Struggles in Personal Life
Marriage, Relationships, Friendships, and Parenting
Whether it is due to daily shift work, undercover investigations, patrol, or any area of the job, the officer’s family life, marriage, friendships, and morals are at risk of destruction. The officer’s family are the people who see firsthand what the job can do to a person. The biological cycle discussed earlier plays a role in family life. Disengagement from children and spouses can cause strained relationships, and create lack of security within the family. Being married to a law enforcement officer is practically a job in itself. With such a chaotic schedule, the spouse must be responsible and available. If marriage is not prioritized, it can very easily slip away and just become another random thing in a law enforcement officer’s life, when it should be a central point. A study performed by the University of Arkansas Criminal Justice Institute showed that the divorce rate of law enforcement officers is 60-65% (Boyce 2019). Before becoming ombudsman of the Secret Service, Bill Doyle spent his years as an agent in protection, heading the detail for the protection of Barbara Bush in New York City. His family lived in Maryland, and he did not want to disrupt his two boys in high school and his other two younger children, so he and his wife made the decision that the family would remain at home while Bill went to NYC. He only got to see his wife and kids about every two weeks. This was difficult for all of them; this is just one example of many sacrifices that law enforcement makes for our country and its citizens.

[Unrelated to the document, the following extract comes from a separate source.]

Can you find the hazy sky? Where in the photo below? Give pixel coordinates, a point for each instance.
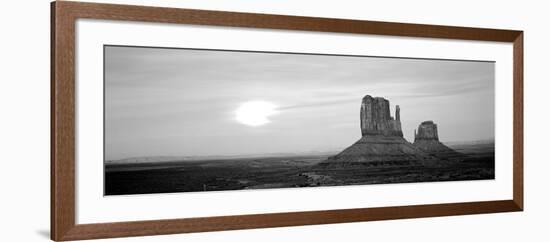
(179, 102)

Being a law enforcement officer with children never gets easier, no matter how many years you have been on the job. The children of law enforcement are exposed to topics and situations at a young age that most other children do not learn about or hear about until they are much older. Former undercover Agent Mark Aysta of the FBI talks about this, saying, “My kids heard me talking, negotiating murder for hires, drug trafficking deals, and bribe payments to federal officials. To them that was normal, and they just knew that they had to be quiet in the back seat while I was doing my job” (M. Aysta, personal communication, June 6, 2022). He also described how he constantly had to miss his children's games and school events due to the job, and how his children had to have undercover names in case they ever came into contact with someone who could not know his true identity. “My kids knew that anytime I called them by their undercover name, that meant that we were in the presence of a bad person. Our cover story was that I was their uncle who was visiting from out of town” (M. Aysta, personal communication, June 6, 2022). Children who grow up with parents in law enforcement often deal with anxiety and sometimes fear for their parents’ safety. This can result in difficulty in the parent-child relationship, and makes it very important to prioritize communication, love, reassurance, and quality time in these relationships.. As stated earlier, a lot of the time, law enforcement officers let the job become who they are, rather than what they do. Secret Service Agent Sean Donnini says it best, in that “none of the titles that the job could give me matter anywhere near as much as ‘Dad' ” (S. Donnini, personal communication, June 9, 2022).